Monday, April 9, 2012
China - Healthy Aging, Happy Life: Lessons From China
Colette Browning, Professor of Healthy Aging at Monash University, writes about the Happy Life Club, a chronic illness management system that she is leading with colleagues at Peking University.
The demographic profile of the world is changing. Aging is a global phenomenon, an unprecedented, pervasive, profound and an enduring process for humanity. The current and future burden and opportunities of this phenomenon are important for all countries.
Alongside aging populations, the growing rates of chronic illness globally have been described as a building “tsunami” for which all governments and societies will need to prepare.
Our focus needs to be on optimizing the quality of life for older people through effective health and social interventions. We need to concentrate on how they may continue to contribute to, rather than detract from, the prosperity and social capital.
Healthy aging approaches recognize the rights and aspirations of older people and also provide ways to reduce the perceived “burden” of population aging.
In terms of population aging, China is in a unique position because:
It has the largest absolute number of older people globally. The number of people aged over 60 reached 165 million in 2011 and this number is growing.
The rate of aging is accelerating, and growth of the number of older people within China is three times the rate of the overall national population increase. This dynamic growth is in no small measure due to China’s very effective population growth strategy, especially the one-child policy, which has resulted in major changes to its demography.
The proportion of people aged 65 years or over has doubled in 30 years. This same change took 70 years in the United States and 130 years in France.
Currently 13 percent of the total Chinese population is aged 60 years and above (China population census and population statistics), with 8.2 percent aged 65 years and above.

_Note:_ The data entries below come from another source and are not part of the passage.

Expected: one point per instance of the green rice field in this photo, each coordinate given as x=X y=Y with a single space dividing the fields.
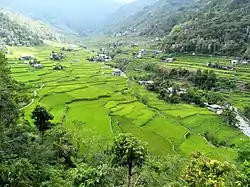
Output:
x=87 y=92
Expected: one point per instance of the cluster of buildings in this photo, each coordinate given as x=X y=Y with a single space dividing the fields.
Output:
x=218 y=66
x=32 y=61
x=100 y=58
x=243 y=62
x=57 y=56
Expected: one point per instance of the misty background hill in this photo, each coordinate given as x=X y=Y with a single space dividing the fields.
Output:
x=75 y=16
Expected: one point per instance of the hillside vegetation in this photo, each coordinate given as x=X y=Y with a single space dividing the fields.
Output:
x=205 y=26
x=153 y=20
x=213 y=27
x=16 y=29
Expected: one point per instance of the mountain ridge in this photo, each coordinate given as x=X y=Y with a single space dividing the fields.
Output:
x=16 y=29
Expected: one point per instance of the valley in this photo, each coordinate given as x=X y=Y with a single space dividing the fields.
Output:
x=115 y=93
x=87 y=93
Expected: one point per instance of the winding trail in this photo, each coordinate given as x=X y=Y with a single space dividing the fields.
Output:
x=32 y=101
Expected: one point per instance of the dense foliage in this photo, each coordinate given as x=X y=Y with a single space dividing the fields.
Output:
x=204 y=26
x=213 y=27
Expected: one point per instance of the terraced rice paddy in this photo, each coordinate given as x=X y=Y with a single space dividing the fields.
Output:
x=105 y=105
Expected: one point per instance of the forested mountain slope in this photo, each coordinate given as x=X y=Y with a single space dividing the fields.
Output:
x=16 y=29
x=214 y=27
x=152 y=20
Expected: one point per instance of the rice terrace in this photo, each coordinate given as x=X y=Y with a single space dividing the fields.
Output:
x=88 y=94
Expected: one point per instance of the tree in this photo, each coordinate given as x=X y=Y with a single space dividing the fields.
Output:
x=229 y=117
x=42 y=118
x=244 y=153
x=128 y=151
x=247 y=111
x=63 y=144
x=87 y=176
x=202 y=171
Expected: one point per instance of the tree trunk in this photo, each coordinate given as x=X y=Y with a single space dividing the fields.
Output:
x=129 y=174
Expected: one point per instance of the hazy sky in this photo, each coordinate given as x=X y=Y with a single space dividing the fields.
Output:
x=82 y=12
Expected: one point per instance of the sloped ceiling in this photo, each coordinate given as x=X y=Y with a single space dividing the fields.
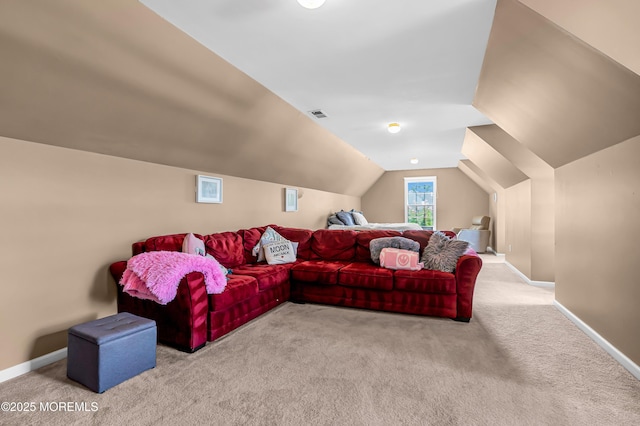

It will experience the increase in aging of its population well in advance of the levels of economic prosperity reached in developed countries that have had the same change. In such countries, GDP per capita is much higher than in China.
China – and other countries significantly affected by aging populations and increased prevalence of chronic illness – will need an income and social support system, an effective health system and many other government policies and services to handle these momentous changes.
When you examine the patterns of illness that confront aging populations, you can see that many are changeable. Mature onset diabetes, for example, is avoidable and can even be reversed with appropriate diet, exercise and social support regimens.
In China, the Happy Life Club project is one example of an approach to healthy aging. I am leading this project with my colleague Professor Tuohong Zhang from Peking University and my colleagues Dr. Yang Hui and Professor Shane Thomas from Monash and the Fengtai District government, Beijing.
The Happy Life Club is a chronic illness management system based upon earlier Australian work conducted by us and our colleagues. The club trains doctors and nurses to change the behavior of people with diabetes, and other chronic conditions such as heart disease, through the use of motivational interviewing techniques.
Initially the Happy Life Club intervention was conducted in Fangzhuang, a large residential area of Beijing. The program has now extended to the larger Fengtai district of Beijing with plans for further extension to other Chinese cities and other sites, including Malaysia.
Our large-scale research shows that the approach is highly effective. We are currently conducting the Chinese economic modeling, but the Australian modeling showed a net benefit of AU$16,000 a year for each participant due to improved health and lower use of services.
Participants reduced their risk factors, and improved the management of their disease, and their quality of life and psychological well-being. They also increased their social networks and were better able to continue their contributions to their family and society.
Effective, targeted and proven prevention and management of chronic diseases can not only save countries with large aging populations a great deal of money but also results in improved quality of life for older people, facilitating their social participation. Such approaches contribute to the UN Second World Assembly on Aging’s call to build “a society for all ages.”
By: Professor Colette Browning, Professor of Healthy Aging at Monash University and Director of Monash Research for an Aging Society. Professor Browning is Director of the Happy Life Club research program which has sites in China, Australia and Malaysia. She is Co-Director of the Melbourne Longitudinal Studies on Healthy Aging Program, an ongoing 16-year study of older people.